Here again, Lisle commits the fallacy of affirming the consequent. He asserts reason emanates from an entity which he still hasn’t proven. The fallacy means one posits a connection like this before proving the actual agent exists.

As for the atheist accounting for his ability to reason, of course he can! It inheres in the frontal cortex and also the language centers of the brain. Tjis is where the nascent ability originates, but its development has been a result of more than 2,500 years of mental training starting with the Greeks (Socrates and Plato, Aristotle) then refined through the Enligtenment to incorporate scientific aspects. The genius of the latter is that now a more broadened format of logic must take cognizance of P-facts (perceptual facts) or percepts.

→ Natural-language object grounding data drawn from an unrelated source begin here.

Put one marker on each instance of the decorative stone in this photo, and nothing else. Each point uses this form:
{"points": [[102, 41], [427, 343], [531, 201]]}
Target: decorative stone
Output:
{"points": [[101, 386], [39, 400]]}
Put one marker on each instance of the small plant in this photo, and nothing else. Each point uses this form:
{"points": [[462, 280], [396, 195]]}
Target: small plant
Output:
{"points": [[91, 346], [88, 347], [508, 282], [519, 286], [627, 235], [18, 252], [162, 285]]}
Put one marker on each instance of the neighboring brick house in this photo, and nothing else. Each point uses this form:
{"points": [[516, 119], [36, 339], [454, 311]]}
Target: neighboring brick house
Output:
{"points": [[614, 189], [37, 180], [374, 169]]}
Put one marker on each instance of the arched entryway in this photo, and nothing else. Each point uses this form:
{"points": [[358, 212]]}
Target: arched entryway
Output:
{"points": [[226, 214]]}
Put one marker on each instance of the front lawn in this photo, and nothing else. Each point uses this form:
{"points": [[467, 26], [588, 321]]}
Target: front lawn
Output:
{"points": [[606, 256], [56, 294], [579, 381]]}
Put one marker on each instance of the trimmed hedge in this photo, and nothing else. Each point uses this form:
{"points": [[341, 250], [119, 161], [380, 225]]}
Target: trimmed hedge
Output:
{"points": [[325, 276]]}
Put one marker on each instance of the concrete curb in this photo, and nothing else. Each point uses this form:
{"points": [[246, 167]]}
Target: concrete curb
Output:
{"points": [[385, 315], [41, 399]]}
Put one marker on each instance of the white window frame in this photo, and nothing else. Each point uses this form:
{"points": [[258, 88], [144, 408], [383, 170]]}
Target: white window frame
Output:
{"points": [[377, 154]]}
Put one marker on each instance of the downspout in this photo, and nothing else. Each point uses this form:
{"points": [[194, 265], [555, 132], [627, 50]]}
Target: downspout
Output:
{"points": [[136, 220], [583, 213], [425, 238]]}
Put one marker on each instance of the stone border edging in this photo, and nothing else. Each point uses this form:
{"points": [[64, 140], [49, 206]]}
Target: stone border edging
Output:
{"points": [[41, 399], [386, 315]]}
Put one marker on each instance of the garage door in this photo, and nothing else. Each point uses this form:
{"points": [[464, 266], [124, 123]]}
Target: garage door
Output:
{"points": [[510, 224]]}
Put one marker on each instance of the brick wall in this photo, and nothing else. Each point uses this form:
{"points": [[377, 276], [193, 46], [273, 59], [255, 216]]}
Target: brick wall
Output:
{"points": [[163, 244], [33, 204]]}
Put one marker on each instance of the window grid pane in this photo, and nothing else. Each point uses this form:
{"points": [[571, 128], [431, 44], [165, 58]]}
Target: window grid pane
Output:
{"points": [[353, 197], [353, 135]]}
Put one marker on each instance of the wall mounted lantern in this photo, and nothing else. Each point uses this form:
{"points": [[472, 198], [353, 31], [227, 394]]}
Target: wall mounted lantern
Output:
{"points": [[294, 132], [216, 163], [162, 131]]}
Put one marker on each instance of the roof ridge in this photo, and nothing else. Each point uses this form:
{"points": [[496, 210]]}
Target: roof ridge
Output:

Consider E = mc^2, which Einstein eqn. constitutes a specific formalism for a very particular operational definition linking energy and mass. We say it is a closed formalism, embodying closed symbols and operational definitions. Scientific epistemology allows us to regard E, m and c as constructs, connected via operational definition to what we call P- (perceptual) facts. That is, these facts are based on experimental measurement confirmed numerous times. Hence, these measurements provide an open avenue out of any would-be tautologies. Thus, we expect a correlation like: C <-> P re-affirming closure, significance and NO meta-linkage.

Since all P-facts are already defined by specific constructs – which have very exact meaning in physics. (e.g. c – the velocity of light, or about 300,000 km/sec) there is no wiggle room, and this lack of wiggle room means a pre-defined context exists. In contrast to this, the proponent of a vitalist or supernatural cosmos offers a claim that is subjective because the observer must provide an assumed closure - unlike in the case of E = mc^2. where all symbols are fixed.

And without wading through all his other crap (which mainly consists in putting words in atheists’ mouths) the final accolade to this dolt’s supreme ignorance:

Clearly, atheism is not a rational worldview. It is self-refuting because the atheist must first assume the opposite of what he is trying to prove in order to be able to prove anything. As Dr. Cornelius VanTil put it, “[A]theism presupposes theism.” Laws of logic require the existence of God—and not just any god, but the Christian God

Clearly, this is all BS. The atheist is actually the one who defends and supports rationalism and coherence because he is aware of where the responsibility for defending a claim inheres: with the one MAKING the extraordinary claim! One cannot write balderdash like “Laws of logic require the existence of God” without first proving that a God exists. That would be like me writing some gibberish like “solar flares require the existence of Demons to create them”. NO, you must show the existence of your deity then you can try to show the secondary conclusion there is a connection to the laws of logic (which as I showed are not one uniform, homogeneous set)

Lisle has no idea what he’s blabbering about and indeed, as one Australian website pointed out, probably just spouts this endless bollocks to get himself off - or maybe affirm his belief he's a legend in his own mind. Like the alleged atheist S.E. Cupp (who by accepting Christian tenets found she got more attention and books published) , this guy has found a Christianoid-niche that actually pays - when (without it) he'd be just one more of thousands of astrophysics Ph.D.s still looking for a proper university associate prof position.

Pathetic! In fact, totally effing pathetic! But what can you expect from a gullible, believer clown?